In a bizarre reversal of the traditional story, digital-born businesses are now taking to physical retail, looking to harness the concept of the ‘experience economy’, in a bid to grow their audience. Traditionally online companies such as Warby Parker, an eyeglass retailer in the United States, are opening bricks and mortar branches to allow consumers to try their products in person.
Warby Parker’s original concept was that it would send consumers a range of glasses that they could try on at home. The shoppers could then send back the glasses that they didn’t like. Shoppers started asking the company if there was a way that they could buy glasses in person. In an attempt to keep those customers happy, the co-founders accommodated shoppers in their own homes, using a laptop as a cash register and asking customers to use the website to complete transactions.
It soon became clear that customers really do still enjoy the physical shopping experience.
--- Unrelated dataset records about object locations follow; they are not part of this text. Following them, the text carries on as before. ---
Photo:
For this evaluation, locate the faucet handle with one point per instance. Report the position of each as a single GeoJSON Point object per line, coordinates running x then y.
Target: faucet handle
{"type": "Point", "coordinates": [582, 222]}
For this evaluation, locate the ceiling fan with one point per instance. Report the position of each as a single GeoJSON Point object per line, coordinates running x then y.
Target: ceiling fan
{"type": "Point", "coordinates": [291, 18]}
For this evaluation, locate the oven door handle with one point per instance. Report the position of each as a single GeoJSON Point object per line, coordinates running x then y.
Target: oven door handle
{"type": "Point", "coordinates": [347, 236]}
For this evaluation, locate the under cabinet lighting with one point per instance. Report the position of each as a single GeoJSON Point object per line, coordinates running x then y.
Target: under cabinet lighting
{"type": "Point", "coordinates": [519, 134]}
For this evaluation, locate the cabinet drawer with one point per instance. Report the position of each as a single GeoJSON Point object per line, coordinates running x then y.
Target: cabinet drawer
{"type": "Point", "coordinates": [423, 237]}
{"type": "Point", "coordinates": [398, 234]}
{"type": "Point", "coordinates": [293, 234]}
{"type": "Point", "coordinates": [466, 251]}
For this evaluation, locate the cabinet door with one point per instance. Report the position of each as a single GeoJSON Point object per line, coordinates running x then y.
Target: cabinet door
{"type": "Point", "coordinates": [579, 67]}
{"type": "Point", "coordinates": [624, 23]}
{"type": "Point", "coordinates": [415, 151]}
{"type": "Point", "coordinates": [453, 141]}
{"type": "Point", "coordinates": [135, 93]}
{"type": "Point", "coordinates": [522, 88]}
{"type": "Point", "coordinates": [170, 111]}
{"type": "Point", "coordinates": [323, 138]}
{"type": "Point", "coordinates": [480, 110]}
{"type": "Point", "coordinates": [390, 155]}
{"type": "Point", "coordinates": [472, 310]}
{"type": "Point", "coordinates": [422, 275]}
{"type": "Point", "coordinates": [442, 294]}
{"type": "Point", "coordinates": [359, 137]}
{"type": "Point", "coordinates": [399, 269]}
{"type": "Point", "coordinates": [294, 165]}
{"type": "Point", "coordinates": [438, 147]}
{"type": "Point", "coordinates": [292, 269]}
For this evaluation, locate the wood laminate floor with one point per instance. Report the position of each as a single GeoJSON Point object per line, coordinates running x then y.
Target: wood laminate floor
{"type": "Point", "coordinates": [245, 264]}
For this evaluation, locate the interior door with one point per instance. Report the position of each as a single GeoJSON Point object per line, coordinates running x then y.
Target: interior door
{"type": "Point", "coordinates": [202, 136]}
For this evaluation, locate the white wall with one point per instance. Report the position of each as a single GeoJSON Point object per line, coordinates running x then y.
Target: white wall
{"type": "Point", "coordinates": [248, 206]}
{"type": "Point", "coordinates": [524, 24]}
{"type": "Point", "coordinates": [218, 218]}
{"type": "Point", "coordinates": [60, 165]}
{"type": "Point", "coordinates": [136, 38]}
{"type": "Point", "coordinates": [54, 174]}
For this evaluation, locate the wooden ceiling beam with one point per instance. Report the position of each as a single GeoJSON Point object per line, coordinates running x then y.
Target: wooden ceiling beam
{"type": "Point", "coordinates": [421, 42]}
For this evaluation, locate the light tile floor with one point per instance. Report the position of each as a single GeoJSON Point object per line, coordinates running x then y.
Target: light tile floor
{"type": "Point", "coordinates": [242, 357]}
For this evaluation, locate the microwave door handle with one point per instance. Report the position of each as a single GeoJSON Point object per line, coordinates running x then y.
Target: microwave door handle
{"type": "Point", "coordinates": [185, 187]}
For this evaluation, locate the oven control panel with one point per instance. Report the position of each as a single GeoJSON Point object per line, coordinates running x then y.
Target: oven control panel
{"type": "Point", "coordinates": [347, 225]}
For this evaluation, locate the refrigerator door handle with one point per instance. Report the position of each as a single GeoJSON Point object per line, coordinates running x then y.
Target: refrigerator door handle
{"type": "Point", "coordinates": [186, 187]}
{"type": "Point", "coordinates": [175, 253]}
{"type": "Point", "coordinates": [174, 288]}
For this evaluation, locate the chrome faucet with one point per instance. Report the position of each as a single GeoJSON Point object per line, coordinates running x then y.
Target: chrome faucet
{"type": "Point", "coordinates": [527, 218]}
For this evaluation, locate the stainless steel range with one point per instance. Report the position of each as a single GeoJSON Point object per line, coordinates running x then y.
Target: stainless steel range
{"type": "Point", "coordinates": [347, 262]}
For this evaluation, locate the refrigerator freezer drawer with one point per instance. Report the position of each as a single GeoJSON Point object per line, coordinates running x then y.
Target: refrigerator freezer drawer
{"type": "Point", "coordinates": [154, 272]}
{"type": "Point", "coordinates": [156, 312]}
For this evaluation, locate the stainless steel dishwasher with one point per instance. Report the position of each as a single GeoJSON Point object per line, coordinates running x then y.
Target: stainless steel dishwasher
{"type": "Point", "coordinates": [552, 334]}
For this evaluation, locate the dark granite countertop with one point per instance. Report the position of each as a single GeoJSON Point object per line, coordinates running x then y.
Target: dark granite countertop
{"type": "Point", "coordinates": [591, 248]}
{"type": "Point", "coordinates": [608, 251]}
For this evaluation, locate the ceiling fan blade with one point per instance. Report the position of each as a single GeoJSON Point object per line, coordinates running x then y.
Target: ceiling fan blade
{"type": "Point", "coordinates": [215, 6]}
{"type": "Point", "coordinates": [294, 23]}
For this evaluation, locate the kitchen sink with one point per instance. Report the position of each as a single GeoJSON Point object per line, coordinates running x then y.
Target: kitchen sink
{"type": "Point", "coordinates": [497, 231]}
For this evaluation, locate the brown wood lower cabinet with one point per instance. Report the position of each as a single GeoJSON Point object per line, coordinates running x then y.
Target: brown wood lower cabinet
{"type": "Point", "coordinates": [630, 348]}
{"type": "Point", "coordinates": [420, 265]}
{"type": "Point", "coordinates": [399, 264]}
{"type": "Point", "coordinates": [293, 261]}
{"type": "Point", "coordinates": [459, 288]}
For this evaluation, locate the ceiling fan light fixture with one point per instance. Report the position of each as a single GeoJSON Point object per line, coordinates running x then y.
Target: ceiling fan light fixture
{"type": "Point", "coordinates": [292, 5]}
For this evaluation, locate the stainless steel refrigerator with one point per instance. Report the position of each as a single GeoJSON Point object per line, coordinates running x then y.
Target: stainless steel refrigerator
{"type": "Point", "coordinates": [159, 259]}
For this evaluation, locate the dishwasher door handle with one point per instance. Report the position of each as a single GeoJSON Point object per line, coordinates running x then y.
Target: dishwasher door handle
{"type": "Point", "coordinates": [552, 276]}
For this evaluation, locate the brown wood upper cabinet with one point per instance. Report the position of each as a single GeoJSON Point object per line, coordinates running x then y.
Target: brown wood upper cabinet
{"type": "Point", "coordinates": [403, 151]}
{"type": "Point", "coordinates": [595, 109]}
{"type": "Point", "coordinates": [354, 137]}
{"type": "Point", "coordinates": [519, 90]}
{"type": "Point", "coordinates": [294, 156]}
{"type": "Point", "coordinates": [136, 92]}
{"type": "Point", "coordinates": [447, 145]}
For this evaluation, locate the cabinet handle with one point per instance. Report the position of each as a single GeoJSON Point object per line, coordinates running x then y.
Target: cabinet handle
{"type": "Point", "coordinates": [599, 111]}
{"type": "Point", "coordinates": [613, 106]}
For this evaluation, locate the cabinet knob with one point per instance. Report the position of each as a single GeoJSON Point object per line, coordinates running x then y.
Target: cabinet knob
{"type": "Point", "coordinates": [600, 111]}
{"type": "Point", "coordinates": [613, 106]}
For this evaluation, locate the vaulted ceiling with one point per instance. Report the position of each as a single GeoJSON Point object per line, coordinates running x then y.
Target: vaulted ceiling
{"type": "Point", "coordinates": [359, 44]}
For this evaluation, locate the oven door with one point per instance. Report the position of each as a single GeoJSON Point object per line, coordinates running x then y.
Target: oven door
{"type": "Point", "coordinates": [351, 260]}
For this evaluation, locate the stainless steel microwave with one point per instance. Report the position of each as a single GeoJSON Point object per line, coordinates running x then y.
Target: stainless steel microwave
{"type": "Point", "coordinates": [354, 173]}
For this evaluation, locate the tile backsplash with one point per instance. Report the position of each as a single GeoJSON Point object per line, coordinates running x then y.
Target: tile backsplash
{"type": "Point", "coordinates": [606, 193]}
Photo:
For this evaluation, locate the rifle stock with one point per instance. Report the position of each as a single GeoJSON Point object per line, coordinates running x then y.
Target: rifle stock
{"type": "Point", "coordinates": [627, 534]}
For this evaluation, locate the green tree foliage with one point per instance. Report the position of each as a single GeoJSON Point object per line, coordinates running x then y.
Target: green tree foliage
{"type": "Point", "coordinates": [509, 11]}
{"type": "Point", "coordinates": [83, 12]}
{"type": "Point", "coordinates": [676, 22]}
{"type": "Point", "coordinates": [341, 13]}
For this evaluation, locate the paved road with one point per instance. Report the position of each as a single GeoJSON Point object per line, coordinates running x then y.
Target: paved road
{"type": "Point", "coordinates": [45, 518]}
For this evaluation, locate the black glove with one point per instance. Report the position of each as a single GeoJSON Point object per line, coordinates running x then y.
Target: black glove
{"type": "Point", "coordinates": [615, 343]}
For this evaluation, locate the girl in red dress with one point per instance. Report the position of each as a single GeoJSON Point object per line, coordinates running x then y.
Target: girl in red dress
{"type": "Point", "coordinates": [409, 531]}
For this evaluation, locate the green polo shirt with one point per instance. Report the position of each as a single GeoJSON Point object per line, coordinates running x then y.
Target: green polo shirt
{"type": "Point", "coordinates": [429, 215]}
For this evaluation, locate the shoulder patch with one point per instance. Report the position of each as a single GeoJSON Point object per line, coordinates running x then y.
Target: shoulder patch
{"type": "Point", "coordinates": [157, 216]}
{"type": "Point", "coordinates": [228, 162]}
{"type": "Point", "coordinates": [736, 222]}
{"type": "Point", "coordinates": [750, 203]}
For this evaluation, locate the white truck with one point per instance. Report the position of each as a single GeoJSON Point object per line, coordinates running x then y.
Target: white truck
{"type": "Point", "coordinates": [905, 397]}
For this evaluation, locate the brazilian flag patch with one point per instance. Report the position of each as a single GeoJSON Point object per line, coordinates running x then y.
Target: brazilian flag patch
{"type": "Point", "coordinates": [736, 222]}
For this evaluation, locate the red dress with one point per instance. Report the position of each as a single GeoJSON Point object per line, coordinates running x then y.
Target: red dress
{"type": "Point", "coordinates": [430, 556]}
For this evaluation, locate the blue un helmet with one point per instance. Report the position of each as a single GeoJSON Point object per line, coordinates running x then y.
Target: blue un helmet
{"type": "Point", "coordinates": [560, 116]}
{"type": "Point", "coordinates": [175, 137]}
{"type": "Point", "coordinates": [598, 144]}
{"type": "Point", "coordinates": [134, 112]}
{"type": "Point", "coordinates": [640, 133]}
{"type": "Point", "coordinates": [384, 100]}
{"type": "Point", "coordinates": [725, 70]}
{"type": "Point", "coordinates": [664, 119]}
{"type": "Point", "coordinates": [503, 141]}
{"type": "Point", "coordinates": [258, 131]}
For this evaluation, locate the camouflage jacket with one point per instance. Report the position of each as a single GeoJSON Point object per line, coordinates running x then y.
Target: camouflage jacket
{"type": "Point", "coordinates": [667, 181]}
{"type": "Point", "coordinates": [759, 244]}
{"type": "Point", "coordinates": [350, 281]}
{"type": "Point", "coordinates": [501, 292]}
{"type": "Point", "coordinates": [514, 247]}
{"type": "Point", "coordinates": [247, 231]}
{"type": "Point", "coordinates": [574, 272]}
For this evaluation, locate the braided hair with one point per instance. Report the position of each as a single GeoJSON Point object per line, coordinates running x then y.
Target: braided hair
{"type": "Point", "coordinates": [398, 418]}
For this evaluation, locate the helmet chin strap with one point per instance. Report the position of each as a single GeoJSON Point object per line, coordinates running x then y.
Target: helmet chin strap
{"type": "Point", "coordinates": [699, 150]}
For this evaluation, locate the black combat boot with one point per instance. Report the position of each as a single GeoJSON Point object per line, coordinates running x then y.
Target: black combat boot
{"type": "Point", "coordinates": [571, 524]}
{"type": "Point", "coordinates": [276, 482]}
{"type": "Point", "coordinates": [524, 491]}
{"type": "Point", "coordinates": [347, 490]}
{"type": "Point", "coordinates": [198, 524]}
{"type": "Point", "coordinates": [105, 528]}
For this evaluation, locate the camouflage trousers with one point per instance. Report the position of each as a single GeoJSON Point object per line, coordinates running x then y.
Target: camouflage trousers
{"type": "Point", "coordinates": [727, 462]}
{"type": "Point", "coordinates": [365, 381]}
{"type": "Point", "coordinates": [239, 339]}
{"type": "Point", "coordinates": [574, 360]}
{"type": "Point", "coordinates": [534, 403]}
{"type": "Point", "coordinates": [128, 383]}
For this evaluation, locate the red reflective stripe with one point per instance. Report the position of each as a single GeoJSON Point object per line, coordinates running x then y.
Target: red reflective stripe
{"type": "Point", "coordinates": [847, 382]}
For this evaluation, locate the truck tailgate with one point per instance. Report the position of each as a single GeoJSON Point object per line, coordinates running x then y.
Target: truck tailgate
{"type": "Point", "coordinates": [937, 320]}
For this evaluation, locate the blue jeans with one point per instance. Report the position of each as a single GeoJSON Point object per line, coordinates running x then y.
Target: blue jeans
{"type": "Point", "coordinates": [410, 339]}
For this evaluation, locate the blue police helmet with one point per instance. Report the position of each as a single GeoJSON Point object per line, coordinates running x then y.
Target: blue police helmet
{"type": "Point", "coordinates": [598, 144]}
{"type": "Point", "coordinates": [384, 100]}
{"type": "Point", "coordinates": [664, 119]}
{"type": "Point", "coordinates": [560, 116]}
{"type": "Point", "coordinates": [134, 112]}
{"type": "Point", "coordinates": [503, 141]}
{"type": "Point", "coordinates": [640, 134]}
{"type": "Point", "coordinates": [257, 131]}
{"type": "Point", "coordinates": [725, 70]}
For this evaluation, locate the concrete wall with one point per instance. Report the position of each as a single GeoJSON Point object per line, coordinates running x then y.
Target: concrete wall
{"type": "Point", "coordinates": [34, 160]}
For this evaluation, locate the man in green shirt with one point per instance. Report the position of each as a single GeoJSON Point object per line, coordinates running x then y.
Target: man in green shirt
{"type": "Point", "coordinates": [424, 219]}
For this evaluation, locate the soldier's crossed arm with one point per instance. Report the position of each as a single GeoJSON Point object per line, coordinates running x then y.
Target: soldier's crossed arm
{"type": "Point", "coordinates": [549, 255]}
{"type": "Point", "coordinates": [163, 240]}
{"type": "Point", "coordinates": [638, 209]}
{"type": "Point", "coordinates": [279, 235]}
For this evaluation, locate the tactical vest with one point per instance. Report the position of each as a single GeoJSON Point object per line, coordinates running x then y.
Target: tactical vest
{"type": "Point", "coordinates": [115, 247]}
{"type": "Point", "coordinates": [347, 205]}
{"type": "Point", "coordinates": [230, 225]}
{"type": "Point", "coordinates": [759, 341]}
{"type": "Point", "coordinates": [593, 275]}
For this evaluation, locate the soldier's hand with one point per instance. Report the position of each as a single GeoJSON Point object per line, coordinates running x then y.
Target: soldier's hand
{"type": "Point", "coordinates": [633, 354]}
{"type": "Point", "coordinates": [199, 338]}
So the founders, Blumenthal and Golboa, started experimenting with a mobile store, pop-up shops, and a concept store, before opening their first flagship store in 2013. From that store in New York City, the brand has subsequently grown to 31 stores spread across the United States. The firm has seen that the combination of products, books, and carefully selected local design features has been perfect for growing its reach.
Warby Parker may have pioneered the idea of online going offline, but it isn’t the only company to expand its ecommerce offering with physical stores. Birchbox and Bonobos have both taken their stores into the world of physical retail, and Amazon opened a store in Seattle, which is doing well enough that additional stores are said to be in the making.
In some respects, retail has come full circle. Amazon’s growth is partly down to the fact that it has been able to undercut the high street, and it has actually contributed to the death of a number of bricks and mortar stores, including Borders. But it turns out that there’s a segment of the market that will always want to be able to touch and feel products before buying.
For those shoppers, online is not enough. It is the ‘experience’ of browsing, receiving advice, and getting personal attention from the provider that makes shopping worthwhile for them, and that is what companies such as Apple and Warby Parker have mastered so well.